Israel-focused Energean Oil & Gas Plc on Oct. 14 agreed to sell Edison E&P North Sea assets to Neptune Energy Group for up to $280 million, as part of an ongoing plan to sell non-core assets.
Energean, which is focused in the Mediterranean, will sell Edison E&P’s U.K. and Norwegian units for $250 million, with additional cash contingent consideration of up to $30 million.
In a move to expand in the eastern Mediterranean region, Energean in July agreed to buy the oil and gas division of Italian energy company Edison SpA for up to $850 million.

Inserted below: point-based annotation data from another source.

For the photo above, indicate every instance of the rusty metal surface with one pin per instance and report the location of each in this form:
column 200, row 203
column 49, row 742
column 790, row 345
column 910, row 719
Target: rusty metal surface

That acquisition was to push deeper into the eastern Mediterranean gas hub, where Edison has a significant presence in Egypt’s rapidly-growing offshore basin.
The sale announced on Oct. 14 is subject to Energean completing the Edison deal, it said.
The assets to be sold include interests in the Nova and Dvalin gas developments offshore Norway, and in the U.K. and interests in the producing Scott, Telford, Tors and Wenlock fields.
The units represent $408 million of 2018 gross assets and $33 million of 2018 losses before tax.
U.K.-based oil and gas explorer Neptune will take on the employees of the Edison E&P’s U.K. and Norway divisions and will guarantee their terms of employment and severance pay, Energean said in a statement.
“Neptune is a leading player in the U.K. and Norway upstream sectors and, as such, we are convinced that under Neptune’s ownership, Edison’s U.K. and Norway teams will benefit from the increased focus and investment,” Energean CEO Mathios Rigas said.
Energean, which is listed on both the London and Tel Aviv stock exchanges, has operations in the offshore Israel, Greece and the Adriatic, while Edison has assets in Italy, Algeria, Croatia, the British and Norwegian North Sea as well as Greece.